Who among you love cats? I will raise my hand to that question as I also love cats. Unfortunately, not all people have passion for cats. In fact, the Humane Society of the United States estimates that there are about 70 million cats roaming in the country. And these stray cats are often the carrier of dangerous feline diseases.
I mentioned this information in connection with keeping your cats healthy. Keeping your cat indoor is one way to help your cat avoid contracting some of the serious diseases that can possibly be spread by stray cats.
Feline Leukemia Virus
Feline leukemia is a disease that can be spread through urine, saliva or nose discharges. Indoor cats normally get this disease by sharing of foods or water bowls, living together or bites of infected cat. Mother cats can also pass this disease to their kittens. In some cats, symptoms immediately manifest themselves after contracting the virus, while in some cats, it could take several weeks. Contracting this virus could lead to several serious conditions including anemia, infertility, skin infection, bladder infection, respiratory tract infection and cancer.

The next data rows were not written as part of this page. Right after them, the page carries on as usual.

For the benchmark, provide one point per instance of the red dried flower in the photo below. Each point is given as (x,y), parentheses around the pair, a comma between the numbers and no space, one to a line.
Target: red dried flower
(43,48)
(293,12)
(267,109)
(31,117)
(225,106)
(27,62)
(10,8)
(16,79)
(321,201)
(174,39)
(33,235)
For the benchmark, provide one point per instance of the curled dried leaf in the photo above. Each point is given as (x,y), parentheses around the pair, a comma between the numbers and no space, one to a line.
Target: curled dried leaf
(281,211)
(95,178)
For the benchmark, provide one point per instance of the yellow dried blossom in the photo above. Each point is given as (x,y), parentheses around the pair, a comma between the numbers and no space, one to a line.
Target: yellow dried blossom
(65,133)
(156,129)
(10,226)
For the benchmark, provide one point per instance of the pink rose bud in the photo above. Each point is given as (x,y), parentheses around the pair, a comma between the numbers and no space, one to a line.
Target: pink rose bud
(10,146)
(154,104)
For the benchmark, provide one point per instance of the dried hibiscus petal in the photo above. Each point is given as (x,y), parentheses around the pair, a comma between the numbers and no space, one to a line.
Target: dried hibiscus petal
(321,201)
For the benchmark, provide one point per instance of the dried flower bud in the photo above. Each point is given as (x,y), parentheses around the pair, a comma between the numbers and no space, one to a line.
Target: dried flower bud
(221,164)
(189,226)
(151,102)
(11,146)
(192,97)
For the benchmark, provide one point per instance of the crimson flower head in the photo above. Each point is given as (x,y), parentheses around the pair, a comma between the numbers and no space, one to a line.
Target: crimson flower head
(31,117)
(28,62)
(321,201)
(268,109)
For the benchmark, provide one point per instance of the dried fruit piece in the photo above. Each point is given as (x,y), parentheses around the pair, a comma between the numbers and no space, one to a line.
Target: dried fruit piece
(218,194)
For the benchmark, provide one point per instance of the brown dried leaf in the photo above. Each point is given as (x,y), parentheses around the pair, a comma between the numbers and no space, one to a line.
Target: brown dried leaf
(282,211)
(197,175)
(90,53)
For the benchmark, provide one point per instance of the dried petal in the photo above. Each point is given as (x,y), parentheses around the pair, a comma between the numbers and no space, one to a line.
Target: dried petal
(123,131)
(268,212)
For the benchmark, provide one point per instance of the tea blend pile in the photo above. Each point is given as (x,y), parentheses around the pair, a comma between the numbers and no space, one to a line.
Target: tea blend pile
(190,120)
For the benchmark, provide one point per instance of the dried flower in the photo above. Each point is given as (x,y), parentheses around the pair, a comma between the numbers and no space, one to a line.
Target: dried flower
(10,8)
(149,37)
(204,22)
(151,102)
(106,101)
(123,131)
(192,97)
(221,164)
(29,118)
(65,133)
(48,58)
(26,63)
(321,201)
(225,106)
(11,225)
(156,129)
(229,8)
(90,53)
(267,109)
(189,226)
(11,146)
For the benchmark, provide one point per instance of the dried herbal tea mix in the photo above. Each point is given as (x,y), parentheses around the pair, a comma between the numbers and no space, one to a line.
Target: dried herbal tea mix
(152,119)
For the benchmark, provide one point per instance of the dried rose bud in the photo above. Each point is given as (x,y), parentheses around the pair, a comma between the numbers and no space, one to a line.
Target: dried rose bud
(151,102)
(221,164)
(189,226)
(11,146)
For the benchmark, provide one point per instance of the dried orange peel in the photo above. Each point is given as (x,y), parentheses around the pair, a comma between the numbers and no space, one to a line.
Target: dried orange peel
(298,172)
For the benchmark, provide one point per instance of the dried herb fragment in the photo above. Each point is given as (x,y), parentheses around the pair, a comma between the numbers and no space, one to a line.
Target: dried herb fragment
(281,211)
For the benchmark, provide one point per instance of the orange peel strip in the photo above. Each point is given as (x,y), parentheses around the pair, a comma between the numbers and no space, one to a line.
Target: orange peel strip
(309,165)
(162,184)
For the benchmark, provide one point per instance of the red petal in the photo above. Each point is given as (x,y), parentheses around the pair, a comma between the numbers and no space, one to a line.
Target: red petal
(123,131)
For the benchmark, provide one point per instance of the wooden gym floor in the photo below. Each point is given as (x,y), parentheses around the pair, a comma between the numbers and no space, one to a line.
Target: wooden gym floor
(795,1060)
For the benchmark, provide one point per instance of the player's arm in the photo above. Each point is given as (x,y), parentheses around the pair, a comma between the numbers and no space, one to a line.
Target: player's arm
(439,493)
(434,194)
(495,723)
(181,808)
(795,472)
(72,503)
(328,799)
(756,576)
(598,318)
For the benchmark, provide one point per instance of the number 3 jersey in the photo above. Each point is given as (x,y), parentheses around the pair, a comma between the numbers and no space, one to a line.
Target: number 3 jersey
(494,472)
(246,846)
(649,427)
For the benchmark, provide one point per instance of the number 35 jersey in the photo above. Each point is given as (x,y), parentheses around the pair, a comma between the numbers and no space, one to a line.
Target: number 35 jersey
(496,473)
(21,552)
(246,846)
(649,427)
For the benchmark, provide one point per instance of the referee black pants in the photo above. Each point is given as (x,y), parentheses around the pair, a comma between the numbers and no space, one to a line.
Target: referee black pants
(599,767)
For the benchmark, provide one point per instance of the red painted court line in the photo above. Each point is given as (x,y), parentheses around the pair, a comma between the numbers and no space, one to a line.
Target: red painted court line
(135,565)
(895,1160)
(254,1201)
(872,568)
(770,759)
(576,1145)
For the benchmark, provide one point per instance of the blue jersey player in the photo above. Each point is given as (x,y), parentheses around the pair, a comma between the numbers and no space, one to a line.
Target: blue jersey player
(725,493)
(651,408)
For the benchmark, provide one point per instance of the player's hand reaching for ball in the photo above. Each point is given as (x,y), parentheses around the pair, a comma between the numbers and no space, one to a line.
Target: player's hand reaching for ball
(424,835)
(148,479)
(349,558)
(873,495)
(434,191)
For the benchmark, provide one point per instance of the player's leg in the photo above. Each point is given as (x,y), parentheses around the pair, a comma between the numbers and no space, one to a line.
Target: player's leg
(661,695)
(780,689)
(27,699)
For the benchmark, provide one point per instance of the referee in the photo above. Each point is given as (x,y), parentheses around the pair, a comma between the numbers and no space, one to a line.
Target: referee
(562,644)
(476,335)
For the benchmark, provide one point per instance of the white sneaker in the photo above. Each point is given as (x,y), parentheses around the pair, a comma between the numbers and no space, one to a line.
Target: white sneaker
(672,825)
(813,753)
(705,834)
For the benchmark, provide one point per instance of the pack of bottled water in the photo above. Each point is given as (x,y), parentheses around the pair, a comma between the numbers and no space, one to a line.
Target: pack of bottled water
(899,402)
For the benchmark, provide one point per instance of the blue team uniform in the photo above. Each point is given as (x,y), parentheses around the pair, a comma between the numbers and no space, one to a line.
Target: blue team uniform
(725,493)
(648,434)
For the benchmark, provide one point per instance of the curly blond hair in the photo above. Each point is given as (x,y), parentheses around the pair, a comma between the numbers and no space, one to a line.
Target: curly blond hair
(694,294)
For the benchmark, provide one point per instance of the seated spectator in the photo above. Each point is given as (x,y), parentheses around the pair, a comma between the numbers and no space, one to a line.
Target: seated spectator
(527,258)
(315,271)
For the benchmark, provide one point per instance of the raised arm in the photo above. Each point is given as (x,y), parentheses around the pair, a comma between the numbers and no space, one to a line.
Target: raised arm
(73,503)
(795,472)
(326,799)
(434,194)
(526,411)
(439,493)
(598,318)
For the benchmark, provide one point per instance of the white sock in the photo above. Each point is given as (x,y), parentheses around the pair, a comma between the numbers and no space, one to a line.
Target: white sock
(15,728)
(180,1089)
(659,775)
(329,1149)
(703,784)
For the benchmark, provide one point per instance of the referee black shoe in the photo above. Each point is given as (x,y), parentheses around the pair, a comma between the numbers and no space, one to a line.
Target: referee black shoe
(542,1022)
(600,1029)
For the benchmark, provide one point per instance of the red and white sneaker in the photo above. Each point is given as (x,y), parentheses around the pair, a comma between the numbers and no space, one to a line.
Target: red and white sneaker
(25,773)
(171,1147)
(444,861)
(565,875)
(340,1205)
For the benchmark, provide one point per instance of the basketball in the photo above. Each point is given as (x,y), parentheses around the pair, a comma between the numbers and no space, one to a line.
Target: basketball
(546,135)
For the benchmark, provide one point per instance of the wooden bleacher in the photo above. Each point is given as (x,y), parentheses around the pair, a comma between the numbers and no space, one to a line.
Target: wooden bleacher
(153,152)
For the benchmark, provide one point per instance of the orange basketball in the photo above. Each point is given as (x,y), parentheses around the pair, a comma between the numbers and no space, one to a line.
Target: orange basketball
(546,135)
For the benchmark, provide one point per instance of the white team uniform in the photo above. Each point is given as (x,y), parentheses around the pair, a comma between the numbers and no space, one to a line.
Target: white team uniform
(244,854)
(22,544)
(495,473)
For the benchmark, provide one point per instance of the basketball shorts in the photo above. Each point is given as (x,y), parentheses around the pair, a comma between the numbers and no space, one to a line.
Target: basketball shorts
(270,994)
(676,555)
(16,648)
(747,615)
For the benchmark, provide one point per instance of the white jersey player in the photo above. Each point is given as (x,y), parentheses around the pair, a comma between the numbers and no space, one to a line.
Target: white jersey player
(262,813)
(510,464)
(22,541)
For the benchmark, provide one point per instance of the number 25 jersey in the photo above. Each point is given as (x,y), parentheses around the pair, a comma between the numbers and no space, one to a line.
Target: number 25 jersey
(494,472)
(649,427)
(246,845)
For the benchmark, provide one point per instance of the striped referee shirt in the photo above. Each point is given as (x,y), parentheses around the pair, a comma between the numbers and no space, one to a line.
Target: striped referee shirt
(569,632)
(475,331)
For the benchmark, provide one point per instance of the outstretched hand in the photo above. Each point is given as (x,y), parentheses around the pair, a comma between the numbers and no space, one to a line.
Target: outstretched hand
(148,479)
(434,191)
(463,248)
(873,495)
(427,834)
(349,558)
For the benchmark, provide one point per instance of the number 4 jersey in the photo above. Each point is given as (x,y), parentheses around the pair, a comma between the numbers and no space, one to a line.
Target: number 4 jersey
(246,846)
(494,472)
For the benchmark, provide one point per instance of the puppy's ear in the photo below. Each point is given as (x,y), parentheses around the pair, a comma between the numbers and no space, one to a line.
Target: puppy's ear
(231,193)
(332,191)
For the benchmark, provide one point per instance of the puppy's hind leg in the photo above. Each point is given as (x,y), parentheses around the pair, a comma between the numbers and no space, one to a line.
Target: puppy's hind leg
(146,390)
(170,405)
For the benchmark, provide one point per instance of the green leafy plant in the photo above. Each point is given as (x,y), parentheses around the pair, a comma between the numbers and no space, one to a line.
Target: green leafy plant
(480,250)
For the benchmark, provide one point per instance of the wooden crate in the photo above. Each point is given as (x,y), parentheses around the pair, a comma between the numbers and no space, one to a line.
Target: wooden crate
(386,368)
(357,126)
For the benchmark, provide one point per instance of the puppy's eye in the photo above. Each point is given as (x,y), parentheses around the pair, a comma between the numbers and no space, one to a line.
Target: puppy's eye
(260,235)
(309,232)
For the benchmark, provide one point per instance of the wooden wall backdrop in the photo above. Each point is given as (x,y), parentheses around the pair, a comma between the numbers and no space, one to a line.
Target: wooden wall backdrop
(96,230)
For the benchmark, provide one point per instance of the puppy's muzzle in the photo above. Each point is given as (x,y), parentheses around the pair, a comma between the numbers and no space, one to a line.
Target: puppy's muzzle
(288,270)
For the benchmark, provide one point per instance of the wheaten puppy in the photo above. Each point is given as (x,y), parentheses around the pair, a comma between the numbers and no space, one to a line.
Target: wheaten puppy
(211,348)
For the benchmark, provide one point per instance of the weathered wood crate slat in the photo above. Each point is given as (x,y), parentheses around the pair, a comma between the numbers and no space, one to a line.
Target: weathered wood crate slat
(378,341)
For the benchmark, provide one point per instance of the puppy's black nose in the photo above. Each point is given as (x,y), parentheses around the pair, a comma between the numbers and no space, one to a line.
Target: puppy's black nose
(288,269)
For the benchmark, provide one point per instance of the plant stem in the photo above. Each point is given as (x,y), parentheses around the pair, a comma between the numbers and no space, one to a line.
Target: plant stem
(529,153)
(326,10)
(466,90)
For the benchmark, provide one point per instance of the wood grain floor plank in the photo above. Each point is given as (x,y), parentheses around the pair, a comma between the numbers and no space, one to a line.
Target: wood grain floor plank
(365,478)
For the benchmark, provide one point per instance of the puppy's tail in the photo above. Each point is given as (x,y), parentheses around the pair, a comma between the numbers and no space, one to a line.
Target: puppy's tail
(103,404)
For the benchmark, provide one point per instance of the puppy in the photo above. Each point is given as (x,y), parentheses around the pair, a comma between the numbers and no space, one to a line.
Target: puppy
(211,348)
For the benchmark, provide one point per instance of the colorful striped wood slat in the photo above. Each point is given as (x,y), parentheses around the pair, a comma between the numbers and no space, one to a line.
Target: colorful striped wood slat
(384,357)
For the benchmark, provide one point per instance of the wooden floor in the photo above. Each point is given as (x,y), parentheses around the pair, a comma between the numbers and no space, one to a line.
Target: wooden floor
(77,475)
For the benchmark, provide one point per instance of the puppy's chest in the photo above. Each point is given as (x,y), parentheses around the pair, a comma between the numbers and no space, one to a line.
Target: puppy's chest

There is no cure for feline leukemia but it can be prevented by restricting your cat indoors and avoiding exposure with other cats.
Although there is no cure for feline leukemia, the disease is easily preventable. You can help prevent feline leukemia by keeping cats indoors, restricting exposure to other cats, maintaining a clean living environment, and ensuring that your cat is vaccinated. According to the Merck Veterinary Manual, veterinarians rarely see cases of feline leukemia among vaccinated cat populations.
Among older cats, renal failure is a leading cause of death. Risk factors for this disease include genetics, age and environmental factors. Two types of renal failure affect cat. Acute renal failure is when the kidney automatically stops functioning, while in chronic renal failure, the deterioration of the kidney is progressive.
A number of symptoms are obvious when a cat suffers from renal failure. These include vomiting, excessive urination, nausea, increased thirst, a cracking or grinding sound in the jaw, constipation and dehydration.
A number of symptoms can show up as a result of kidney disease, including constipation, excessive urination, nausea, increased thirst, a grinding or cracking sound in the jaw, vomiting, dehydration, loss of appetite, halitosis, weight loss, and lethargy. If your cat starts to manifest these symptoms, bring your pet to the veterinarian so that diagnosis and immediate treatment can be started. Treatment includes changing your cat’s diet, medication and hydration therapy.
Pancreatitis in cats is a condition when the pancreas becomes inflamed, causing the digestive enzymes to escape and cause damage to the pancreas itself and the liver. It is a serious health problem because it could lead to other complications such as diabetes, hepatic lipidosis and others. Cats suffering from this condition may not be acting as they normally do. They may also experience abdominal pain and vomiting.
Tapeworms, hookworms and roundworms in cats are pretty common. Symptoms include pot-belly, weight loss, poor coat and vomiting. Worms can easily be treated, but if neglected, they could lead to serious complications.
If you have a pet cat, you ought to know what these serious diseases are so that you will be able to take precautionary measures to help your cat avoid them or to perform certain actions if it starts to manifest those symptoms.